Now suppose we have correct interval $[L, R]$ for $i-1$ and for all values of $Z$ upto $i-1$, we will compute $Z[i]$ and new $[L, R]$ by following steps:

  • $i>R$:
    • there is not a prefix-substring of $S$ that starts before $i$ and ends at $\ge i$. We would have taken that interval instead.

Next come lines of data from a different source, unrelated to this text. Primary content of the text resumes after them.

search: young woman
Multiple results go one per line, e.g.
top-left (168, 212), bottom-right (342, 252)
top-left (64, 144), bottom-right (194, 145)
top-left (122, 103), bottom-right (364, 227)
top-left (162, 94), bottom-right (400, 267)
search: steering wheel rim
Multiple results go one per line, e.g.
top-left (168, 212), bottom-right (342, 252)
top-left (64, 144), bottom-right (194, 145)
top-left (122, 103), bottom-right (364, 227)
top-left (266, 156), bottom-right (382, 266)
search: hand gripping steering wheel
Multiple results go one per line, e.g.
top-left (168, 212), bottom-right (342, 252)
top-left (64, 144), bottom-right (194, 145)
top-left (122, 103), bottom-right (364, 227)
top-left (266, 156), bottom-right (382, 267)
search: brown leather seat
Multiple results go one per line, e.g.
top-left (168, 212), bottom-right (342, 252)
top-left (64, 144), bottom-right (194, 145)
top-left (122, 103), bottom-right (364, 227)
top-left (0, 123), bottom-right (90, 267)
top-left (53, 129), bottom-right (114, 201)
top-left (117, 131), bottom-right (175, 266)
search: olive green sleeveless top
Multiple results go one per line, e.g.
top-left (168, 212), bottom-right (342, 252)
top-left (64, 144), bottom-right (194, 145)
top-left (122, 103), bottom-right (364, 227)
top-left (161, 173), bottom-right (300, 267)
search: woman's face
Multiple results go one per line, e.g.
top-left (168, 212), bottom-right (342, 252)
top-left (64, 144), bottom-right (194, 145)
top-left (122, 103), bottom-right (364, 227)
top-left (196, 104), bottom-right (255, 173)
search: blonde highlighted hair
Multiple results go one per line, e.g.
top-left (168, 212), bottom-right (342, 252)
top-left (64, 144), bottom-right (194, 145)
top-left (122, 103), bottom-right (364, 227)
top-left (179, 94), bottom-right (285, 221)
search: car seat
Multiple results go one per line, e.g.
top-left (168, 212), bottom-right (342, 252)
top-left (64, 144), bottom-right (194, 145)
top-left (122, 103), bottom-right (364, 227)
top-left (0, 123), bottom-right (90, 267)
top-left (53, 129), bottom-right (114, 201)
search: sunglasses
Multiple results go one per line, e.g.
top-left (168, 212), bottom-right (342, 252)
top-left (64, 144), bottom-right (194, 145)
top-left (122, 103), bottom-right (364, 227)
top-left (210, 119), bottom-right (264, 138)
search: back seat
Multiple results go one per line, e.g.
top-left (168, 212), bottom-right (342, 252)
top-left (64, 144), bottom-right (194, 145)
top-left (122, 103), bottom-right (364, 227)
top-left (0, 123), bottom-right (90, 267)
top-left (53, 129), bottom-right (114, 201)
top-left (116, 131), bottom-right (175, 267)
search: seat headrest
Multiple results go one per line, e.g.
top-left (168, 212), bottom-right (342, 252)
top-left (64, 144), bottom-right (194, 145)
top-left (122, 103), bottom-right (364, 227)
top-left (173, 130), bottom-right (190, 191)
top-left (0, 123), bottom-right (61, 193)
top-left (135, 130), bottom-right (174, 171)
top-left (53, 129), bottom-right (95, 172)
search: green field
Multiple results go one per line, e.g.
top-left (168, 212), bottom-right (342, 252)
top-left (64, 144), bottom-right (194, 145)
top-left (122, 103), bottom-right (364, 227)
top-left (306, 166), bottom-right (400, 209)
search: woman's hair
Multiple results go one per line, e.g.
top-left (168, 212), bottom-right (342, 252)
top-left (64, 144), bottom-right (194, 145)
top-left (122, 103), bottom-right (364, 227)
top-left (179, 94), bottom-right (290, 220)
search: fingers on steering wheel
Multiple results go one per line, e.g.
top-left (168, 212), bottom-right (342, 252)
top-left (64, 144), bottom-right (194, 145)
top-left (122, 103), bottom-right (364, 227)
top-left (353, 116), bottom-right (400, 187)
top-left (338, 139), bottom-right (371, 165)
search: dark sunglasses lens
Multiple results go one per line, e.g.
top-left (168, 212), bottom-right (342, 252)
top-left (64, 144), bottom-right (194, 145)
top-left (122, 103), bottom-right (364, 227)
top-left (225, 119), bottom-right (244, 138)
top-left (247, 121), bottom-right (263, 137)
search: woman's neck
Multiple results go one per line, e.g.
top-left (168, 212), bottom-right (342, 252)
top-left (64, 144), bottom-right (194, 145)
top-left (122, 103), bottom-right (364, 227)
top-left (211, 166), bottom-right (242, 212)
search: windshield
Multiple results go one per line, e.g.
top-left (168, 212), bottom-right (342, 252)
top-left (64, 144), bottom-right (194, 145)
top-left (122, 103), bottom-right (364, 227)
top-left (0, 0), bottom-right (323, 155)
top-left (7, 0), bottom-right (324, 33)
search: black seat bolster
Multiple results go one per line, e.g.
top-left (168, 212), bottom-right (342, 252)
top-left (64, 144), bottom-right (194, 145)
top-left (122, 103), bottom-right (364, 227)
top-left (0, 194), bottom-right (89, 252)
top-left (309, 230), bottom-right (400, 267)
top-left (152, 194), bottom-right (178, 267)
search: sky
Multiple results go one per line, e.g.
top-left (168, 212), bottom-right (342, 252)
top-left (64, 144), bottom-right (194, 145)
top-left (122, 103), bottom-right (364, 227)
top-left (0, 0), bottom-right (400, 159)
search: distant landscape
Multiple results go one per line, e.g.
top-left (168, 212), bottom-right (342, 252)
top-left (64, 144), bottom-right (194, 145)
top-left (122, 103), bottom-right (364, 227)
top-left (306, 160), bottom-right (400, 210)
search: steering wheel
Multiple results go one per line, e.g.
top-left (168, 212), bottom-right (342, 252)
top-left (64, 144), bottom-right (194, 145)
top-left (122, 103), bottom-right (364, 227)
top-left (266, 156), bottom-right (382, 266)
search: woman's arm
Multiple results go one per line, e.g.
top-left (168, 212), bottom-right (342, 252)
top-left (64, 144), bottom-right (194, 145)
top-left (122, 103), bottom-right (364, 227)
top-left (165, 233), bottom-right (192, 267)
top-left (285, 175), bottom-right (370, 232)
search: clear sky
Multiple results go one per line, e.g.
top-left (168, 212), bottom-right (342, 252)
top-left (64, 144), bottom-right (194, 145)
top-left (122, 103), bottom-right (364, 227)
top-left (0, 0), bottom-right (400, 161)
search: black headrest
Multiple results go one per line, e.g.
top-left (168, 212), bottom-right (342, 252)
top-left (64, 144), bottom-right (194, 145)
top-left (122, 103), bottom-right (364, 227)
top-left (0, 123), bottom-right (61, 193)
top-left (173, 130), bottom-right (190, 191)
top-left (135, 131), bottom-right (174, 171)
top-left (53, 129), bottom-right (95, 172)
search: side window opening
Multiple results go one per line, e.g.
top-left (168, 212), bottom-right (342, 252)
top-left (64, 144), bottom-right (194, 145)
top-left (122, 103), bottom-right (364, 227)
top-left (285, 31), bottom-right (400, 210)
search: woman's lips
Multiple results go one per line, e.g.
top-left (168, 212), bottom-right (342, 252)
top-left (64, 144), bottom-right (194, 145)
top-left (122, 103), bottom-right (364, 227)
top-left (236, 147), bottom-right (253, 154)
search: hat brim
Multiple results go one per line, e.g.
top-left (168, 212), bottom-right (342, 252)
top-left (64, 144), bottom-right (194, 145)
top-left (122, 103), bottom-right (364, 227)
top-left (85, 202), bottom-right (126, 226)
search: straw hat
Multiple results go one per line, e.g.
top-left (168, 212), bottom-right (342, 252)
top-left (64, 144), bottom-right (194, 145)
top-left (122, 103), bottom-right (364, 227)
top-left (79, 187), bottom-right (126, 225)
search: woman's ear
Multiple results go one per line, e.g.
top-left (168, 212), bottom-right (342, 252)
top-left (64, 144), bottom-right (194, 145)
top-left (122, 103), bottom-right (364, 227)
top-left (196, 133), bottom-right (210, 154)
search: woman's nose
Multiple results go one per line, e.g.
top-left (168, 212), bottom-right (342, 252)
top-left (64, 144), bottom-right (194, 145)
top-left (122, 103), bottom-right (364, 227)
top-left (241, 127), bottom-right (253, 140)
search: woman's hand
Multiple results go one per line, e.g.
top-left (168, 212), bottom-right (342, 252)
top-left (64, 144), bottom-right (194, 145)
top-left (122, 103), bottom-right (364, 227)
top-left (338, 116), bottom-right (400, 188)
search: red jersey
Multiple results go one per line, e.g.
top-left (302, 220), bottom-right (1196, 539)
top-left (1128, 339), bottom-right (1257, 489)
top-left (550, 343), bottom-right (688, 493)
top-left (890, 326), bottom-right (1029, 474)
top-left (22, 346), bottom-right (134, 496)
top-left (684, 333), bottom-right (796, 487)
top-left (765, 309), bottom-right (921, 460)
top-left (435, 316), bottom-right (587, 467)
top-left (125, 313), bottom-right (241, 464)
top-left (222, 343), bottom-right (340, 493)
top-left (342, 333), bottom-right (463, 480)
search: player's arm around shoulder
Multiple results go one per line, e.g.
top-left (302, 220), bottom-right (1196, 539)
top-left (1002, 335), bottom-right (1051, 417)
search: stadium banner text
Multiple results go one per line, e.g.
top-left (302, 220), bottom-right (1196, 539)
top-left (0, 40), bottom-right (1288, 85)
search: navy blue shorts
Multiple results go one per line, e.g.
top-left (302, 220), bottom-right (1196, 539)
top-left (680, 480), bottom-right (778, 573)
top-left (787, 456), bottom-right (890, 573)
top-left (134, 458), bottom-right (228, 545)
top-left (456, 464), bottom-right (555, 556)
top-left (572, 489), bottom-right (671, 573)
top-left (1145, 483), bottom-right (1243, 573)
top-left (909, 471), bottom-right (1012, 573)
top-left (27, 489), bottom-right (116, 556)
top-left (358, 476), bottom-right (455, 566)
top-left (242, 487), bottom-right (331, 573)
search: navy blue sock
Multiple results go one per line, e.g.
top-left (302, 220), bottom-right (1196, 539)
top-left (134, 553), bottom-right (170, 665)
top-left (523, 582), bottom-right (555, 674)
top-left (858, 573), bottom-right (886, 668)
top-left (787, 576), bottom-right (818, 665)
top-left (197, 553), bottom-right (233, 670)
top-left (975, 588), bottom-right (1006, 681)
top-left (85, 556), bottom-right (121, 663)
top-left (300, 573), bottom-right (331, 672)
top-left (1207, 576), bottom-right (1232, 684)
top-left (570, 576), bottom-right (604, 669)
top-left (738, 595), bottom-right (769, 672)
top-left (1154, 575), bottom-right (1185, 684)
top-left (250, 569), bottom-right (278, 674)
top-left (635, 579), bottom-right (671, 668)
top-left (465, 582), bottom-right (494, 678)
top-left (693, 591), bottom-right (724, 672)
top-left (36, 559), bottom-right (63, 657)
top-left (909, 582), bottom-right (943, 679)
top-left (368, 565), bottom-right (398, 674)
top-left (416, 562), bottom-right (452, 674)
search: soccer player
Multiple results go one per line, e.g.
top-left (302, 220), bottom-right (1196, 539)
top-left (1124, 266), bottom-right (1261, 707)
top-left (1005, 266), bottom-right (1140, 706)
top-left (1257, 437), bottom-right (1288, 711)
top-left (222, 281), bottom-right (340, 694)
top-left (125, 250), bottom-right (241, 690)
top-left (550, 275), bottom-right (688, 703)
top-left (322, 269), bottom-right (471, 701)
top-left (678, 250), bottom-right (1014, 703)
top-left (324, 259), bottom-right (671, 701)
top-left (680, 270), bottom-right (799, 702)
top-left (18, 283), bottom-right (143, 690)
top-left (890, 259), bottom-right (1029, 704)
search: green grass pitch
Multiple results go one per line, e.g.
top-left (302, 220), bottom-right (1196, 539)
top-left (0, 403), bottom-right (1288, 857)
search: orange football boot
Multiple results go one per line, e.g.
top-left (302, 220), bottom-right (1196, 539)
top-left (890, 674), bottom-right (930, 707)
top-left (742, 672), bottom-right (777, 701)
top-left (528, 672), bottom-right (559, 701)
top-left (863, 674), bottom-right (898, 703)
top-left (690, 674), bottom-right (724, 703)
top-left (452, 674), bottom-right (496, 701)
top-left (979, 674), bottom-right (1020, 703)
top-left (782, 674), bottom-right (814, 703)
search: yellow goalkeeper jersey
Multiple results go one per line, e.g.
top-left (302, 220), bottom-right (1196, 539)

    • Set $[L,R]$ to $[i,i]$ and start comparing $S[0…]$ to $S[i…]$ and $Z[i]=R-L+1$.
  • $i\le R$:
    • Let $k=i-L$. We know that $Z[i]\ge \min (Z[k], R-i+1)$
    • $Z[k]<R-i+1$:
      • $Z[i]=Z[k]$
    • $Z[k]\ge R-i+1$:
      • Update $[L,R]$ to $[i,R]$ and start comparing $S[R+1…]$ to $S[k+1…]$
      L = 0
      R = 0
      for i = 1 to n:
      	if (i > R):
      		L = i
      		R = i
      		while (R < n && s[R - L] == s[R]):
      			R++
      		Z[i] = R - L
      		R--
      	else:
      		k = i - L
      		if (Z[k] < R - i + 1):
      			Z[i] = Z[k]
      		else:
      			L = i
      			while (R < n && s[R-L] == s[R]):
      				R++
      			Z[i] = R - L
      			R--
    

For pattern matching we use Z-algorithm on string $P\Phi T$ where $\Phi$ matches nothing Then indices with $Z[i]=m$ correspond to matches in $T$ of $P$.